Monday, June 21, 2010

Moving forward...

Tinker Mountain was a blast!  I learned so much in such a short amount of time, that I am still reeling from the information that was shoved into my brain.  I don't want to wait too long before going over all my notes, but for now, I need a moment to just sit an reflect.  I have pages of notes, even more pages of handouts, and a suggested reading list that is frightening.  My break won't even last an entire day, as I plan on getting started on something this afternoon, but at this point, I'm still overwhelmed.

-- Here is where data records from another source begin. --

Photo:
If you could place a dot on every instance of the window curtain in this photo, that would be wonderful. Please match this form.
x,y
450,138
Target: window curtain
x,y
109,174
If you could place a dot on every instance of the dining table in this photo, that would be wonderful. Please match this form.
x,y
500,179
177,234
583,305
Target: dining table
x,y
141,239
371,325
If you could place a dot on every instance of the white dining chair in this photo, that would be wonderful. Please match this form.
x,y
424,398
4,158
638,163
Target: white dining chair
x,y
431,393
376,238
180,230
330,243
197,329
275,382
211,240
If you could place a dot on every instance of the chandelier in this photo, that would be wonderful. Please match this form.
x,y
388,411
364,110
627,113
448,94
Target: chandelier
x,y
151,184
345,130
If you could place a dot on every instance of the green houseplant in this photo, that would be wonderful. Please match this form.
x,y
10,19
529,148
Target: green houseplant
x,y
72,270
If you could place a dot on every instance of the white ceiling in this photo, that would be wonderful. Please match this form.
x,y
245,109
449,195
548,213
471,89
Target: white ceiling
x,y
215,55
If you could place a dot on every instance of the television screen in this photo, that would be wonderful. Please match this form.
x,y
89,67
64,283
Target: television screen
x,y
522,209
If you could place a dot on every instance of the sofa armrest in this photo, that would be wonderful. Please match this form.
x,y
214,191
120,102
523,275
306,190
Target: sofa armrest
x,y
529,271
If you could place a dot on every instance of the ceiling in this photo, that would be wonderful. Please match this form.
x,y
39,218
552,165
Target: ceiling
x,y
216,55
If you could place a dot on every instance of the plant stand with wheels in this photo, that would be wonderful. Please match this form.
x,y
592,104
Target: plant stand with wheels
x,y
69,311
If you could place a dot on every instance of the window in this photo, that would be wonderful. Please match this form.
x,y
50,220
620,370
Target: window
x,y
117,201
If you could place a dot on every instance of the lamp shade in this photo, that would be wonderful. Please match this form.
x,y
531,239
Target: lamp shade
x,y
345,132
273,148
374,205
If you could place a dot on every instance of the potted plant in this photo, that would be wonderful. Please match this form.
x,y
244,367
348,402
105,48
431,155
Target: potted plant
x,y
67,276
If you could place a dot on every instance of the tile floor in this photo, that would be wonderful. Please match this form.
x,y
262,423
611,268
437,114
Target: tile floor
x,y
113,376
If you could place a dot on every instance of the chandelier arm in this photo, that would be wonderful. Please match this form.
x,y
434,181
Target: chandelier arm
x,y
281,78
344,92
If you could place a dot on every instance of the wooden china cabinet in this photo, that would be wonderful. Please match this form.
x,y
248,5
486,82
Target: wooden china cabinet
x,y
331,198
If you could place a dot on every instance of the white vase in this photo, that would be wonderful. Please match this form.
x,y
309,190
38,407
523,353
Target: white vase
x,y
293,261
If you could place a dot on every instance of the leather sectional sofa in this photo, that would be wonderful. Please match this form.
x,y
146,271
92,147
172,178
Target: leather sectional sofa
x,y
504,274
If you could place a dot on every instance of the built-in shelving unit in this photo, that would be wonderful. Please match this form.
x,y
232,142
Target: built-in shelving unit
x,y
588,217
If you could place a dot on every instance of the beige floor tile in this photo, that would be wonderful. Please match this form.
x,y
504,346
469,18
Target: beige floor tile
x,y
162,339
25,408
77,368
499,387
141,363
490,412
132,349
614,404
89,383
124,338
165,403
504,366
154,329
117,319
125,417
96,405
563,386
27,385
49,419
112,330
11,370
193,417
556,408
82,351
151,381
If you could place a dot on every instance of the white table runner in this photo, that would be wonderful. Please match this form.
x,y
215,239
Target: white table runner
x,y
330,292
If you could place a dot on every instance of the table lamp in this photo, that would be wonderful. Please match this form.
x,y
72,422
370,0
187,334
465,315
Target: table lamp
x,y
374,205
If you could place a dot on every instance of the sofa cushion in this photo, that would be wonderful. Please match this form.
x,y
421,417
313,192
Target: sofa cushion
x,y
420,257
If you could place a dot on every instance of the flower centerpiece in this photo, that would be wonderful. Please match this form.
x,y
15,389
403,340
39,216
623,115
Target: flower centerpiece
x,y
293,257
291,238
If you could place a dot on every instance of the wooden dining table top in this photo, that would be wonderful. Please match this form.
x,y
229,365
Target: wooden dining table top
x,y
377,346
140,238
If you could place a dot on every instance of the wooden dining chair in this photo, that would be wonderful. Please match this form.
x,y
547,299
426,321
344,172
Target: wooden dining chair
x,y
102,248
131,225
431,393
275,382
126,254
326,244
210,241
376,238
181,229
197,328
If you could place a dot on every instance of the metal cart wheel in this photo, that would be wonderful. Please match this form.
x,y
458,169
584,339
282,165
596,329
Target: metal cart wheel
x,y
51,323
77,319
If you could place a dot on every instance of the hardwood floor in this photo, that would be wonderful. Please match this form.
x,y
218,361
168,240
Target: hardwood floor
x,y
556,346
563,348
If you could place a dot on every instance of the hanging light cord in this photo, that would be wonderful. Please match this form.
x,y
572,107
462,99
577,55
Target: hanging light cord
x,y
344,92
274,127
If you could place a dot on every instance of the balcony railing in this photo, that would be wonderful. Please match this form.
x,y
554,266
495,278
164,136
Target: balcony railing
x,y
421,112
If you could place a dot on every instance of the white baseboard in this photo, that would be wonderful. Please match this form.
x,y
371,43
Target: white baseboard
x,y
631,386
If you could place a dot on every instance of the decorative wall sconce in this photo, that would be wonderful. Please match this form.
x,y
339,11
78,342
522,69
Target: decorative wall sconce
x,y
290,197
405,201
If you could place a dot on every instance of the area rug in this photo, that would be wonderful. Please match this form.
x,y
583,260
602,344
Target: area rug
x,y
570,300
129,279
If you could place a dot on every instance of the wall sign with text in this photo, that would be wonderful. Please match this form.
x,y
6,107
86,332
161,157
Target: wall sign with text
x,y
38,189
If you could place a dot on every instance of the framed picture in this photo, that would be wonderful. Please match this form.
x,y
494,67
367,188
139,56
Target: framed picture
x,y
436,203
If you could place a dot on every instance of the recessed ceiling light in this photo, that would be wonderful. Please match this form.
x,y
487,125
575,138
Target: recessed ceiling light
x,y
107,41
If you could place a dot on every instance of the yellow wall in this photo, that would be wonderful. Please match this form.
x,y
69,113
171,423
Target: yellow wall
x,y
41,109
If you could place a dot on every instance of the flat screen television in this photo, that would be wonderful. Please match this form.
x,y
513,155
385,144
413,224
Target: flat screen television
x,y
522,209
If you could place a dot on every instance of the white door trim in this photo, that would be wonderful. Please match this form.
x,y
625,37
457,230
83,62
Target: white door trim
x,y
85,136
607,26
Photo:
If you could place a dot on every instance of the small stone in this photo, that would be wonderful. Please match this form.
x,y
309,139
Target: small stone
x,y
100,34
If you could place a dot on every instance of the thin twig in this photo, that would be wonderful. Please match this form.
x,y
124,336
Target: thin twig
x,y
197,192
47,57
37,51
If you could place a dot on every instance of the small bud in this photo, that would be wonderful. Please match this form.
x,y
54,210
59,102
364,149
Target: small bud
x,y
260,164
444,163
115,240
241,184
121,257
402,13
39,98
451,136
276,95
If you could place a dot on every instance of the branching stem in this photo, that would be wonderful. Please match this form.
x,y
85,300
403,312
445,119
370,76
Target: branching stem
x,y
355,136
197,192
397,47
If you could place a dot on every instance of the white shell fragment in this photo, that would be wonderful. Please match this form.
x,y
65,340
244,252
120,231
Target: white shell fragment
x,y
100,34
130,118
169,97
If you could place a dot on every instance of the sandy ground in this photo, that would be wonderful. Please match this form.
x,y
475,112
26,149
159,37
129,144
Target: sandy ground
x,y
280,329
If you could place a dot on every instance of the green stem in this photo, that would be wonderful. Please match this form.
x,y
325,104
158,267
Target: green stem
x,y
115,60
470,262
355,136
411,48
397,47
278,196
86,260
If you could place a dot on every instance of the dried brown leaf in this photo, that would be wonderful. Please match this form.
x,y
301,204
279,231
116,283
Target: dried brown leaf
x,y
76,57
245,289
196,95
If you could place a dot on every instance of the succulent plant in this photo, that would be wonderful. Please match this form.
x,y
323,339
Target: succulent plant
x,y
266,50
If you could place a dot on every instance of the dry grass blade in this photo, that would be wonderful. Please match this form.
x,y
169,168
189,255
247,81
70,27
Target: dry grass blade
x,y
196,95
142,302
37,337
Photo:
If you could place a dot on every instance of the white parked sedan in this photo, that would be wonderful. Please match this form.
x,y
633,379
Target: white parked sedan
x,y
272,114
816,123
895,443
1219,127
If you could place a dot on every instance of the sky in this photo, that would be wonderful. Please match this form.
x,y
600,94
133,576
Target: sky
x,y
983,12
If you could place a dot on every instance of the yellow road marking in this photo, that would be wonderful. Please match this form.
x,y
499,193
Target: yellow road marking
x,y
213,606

So, my novel didn't go over very well when it was work-shopped.  Fred told me that I write beautifully.  He then proceeded to tell me that writing beautifully is similar to breathing beautifully, and that it alone won't get me anywhere.  *sigh*  He told me many nice things about my writing, that I have developed a constant, believable character (which is a huge feat considering the character he was speaking about is the physical embodiment of Death) who has a unique and believable voice.  He said that I have a tremendous ability to create urgency on every page.

I believe the biggest thing I got out of the work-shopping process is that there are certain elements of my novel that I thought were working that just aren't.  I need to establish a few things earlier than I have; I need to change the pacing between the scenes; and I need to establish a plausible element of possible change in my character.  That is going to be huge and challenging.  I mean, Death hasn't really changed over the course of the world, and now I'm going to propose that he does.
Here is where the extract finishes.